Study of Mish activation function in transfer learning with code and discussion
Resnet50 model is tested by using Mish in its FClayers. Also, a detailed discussion of the paper is done with code implementation.
- PyTorch implementation
- Plot mish function
- Properties of mish
- Testing Mish against ReLU
- Visualization of output landscape
Link to jupyter notebook, paper, fastai discussion thread
Mish activation function is proposed in Mish: A Self Regularized Non-Monotonic Neural Activation Function paper. The experiments conducted in the paper shows it achieves better accuracy than ReLU. Also, many experiments have been conducted by the fastai community and they were also able to achieve better results than ReLU.
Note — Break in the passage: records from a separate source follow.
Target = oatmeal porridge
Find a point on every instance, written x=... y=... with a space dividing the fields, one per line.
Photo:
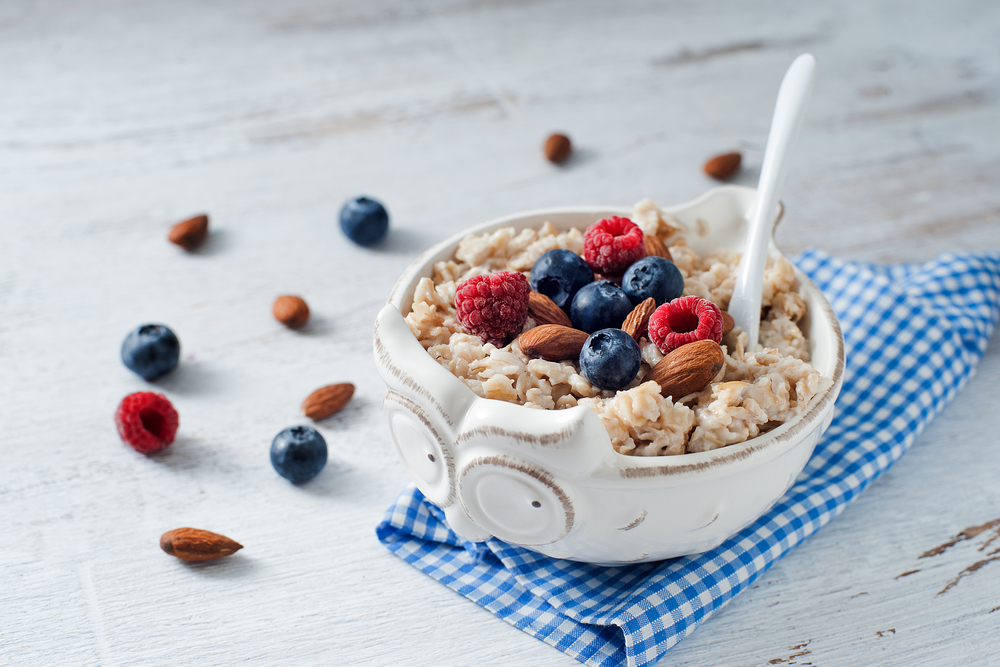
x=753 y=392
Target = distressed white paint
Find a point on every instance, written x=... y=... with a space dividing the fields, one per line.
x=119 y=118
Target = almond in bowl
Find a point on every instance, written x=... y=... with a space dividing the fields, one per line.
x=515 y=443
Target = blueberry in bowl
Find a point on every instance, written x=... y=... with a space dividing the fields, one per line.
x=610 y=358
x=151 y=351
x=364 y=220
x=655 y=277
x=559 y=274
x=599 y=305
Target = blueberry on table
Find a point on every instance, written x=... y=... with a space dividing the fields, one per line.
x=151 y=351
x=559 y=274
x=599 y=305
x=655 y=277
x=364 y=220
x=298 y=453
x=610 y=358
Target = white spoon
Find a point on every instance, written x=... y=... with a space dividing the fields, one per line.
x=788 y=113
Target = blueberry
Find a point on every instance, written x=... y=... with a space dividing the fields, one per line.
x=298 y=453
x=655 y=277
x=364 y=220
x=559 y=275
x=599 y=305
x=151 y=351
x=610 y=359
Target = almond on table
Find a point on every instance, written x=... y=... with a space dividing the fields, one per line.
x=327 y=400
x=195 y=544
x=291 y=311
x=189 y=233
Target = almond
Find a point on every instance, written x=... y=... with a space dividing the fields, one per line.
x=727 y=323
x=638 y=320
x=723 y=167
x=545 y=311
x=196 y=544
x=687 y=369
x=327 y=400
x=558 y=148
x=552 y=342
x=189 y=233
x=291 y=311
x=655 y=247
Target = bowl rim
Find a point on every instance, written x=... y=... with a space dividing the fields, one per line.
x=774 y=442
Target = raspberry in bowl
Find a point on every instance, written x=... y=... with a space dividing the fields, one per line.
x=570 y=469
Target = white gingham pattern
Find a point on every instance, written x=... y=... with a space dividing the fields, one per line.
x=914 y=335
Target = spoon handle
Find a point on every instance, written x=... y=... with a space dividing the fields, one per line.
x=789 y=111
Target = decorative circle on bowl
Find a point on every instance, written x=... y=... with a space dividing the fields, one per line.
x=421 y=449
x=515 y=501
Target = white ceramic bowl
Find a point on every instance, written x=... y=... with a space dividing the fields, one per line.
x=550 y=480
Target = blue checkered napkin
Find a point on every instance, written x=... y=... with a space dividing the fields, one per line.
x=914 y=335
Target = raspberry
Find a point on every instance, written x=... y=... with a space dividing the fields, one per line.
x=685 y=320
x=147 y=421
x=493 y=306
x=611 y=245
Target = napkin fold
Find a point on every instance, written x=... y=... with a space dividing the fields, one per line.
x=914 y=334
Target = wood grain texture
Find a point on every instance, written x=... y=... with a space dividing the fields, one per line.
x=121 y=118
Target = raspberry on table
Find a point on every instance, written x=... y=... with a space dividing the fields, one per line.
x=685 y=320
x=493 y=306
x=147 y=421
x=611 y=245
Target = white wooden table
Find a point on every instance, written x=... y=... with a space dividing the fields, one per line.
x=118 y=119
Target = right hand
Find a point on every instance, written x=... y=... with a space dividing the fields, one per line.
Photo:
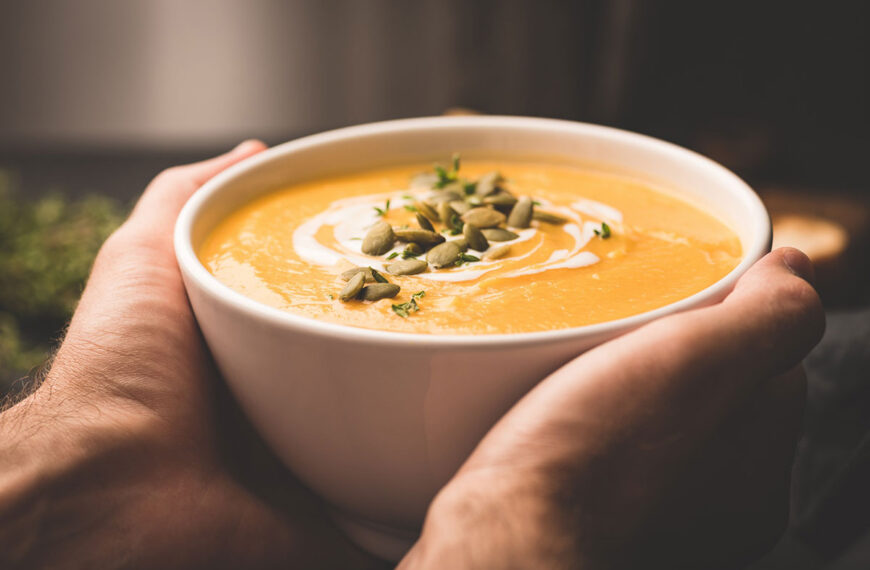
x=669 y=447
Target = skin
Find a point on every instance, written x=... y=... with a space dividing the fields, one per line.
x=670 y=446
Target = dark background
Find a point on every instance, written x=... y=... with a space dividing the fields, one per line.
x=97 y=96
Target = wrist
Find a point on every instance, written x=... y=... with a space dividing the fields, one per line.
x=55 y=454
x=482 y=520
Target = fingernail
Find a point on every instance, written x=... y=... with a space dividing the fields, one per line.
x=245 y=145
x=798 y=263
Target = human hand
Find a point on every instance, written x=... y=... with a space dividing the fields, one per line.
x=120 y=458
x=670 y=447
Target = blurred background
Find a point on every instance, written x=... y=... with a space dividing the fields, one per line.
x=97 y=96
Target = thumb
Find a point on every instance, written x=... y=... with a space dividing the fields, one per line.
x=671 y=380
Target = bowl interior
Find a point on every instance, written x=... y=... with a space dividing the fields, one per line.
x=679 y=171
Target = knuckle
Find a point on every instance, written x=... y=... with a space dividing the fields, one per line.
x=800 y=304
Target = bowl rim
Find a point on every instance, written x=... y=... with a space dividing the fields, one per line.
x=197 y=274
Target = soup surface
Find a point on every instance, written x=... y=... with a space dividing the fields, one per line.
x=610 y=247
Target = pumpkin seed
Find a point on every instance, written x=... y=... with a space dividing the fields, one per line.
x=411 y=250
x=425 y=223
x=483 y=217
x=548 y=217
x=353 y=287
x=497 y=252
x=407 y=267
x=500 y=199
x=462 y=243
x=454 y=188
x=443 y=255
x=475 y=238
x=446 y=213
x=421 y=237
x=498 y=234
x=427 y=210
x=367 y=271
x=488 y=183
x=379 y=239
x=521 y=213
x=460 y=206
x=378 y=291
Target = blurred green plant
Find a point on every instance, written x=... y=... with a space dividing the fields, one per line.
x=47 y=247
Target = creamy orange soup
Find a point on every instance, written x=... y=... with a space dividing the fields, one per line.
x=621 y=247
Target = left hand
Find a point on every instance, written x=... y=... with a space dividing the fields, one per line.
x=121 y=457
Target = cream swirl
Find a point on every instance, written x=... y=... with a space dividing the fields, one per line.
x=351 y=218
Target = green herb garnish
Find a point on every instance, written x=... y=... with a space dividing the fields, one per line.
x=605 y=231
x=378 y=277
x=383 y=211
x=466 y=258
x=404 y=310
x=456 y=224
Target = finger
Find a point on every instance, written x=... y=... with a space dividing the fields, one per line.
x=144 y=241
x=674 y=379
x=162 y=201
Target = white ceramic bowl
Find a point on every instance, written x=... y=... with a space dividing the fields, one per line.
x=375 y=443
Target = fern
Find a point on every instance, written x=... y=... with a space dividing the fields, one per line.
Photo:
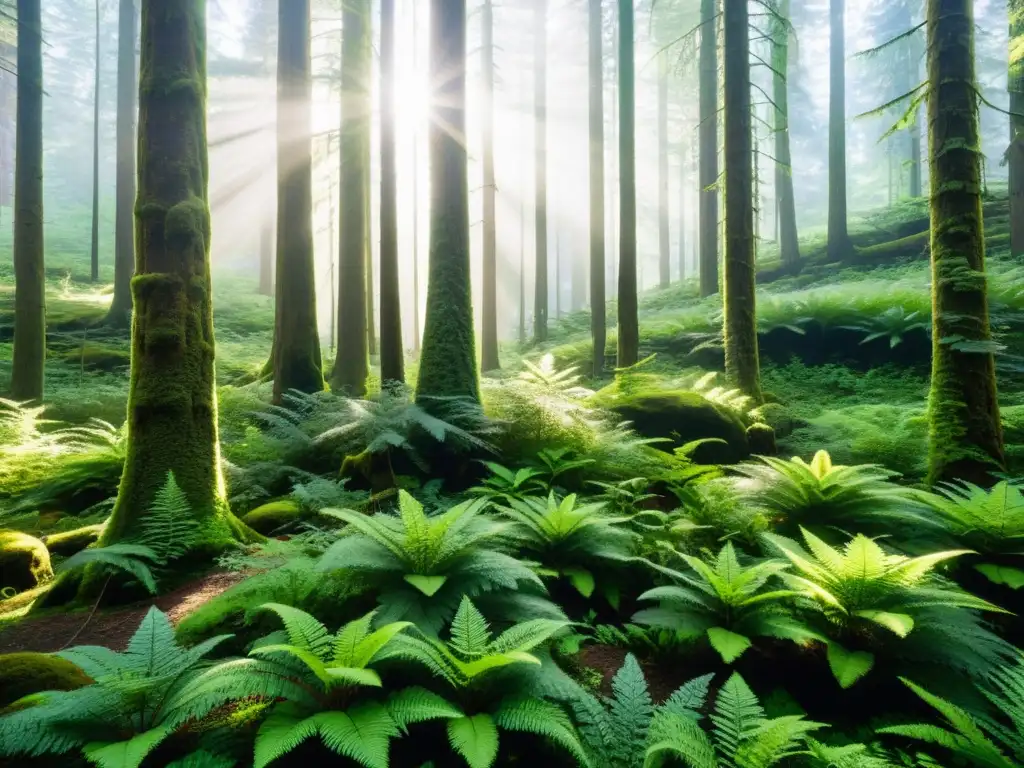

Mish is defined as x * tanh(softplus(x))
or by this equation $x*\tanh (\ln (1+e^x))$.
class Mish(nn.Module):
r"""
Mish activation function is proposed in "Mish: A Self
Regularized Non-Monotonic Neural Activation Function"
paper, https://arxiv.org/abs/1908.08681.
"""
def __init__(self):
super().__init__()
def forward(self, x):
return x * torch.tanh(F.softplus(x))
x = np.linspace(-7, 7, 700)
y = x * np.tanh(np.log(1 + np.exp(x)))
fig = plt.figure()
ax = fig.add_subplot(1, 1, 1)
ax.spines['left'].set_position('center')
ax.spines['bottom'].set_position('zero')
ax.spines['right'].set_color('none')
ax.spines['top'].set_color('none')
ax.xaxis.set_ticks_position('bottom')
ax.yaxis.set_ticks_position('left')
plt.plot(x, y, 'b')
plt.savefig(fname='/home/kushaj/Desktop/Temp/SOTA/images/mish_plot.png', dpi=1200)
Properties of mish
- Unbounded Above:- Being unbounded above is a desired property of an activation function as it avoids saturation which causes training to slow down to near-zero gradients.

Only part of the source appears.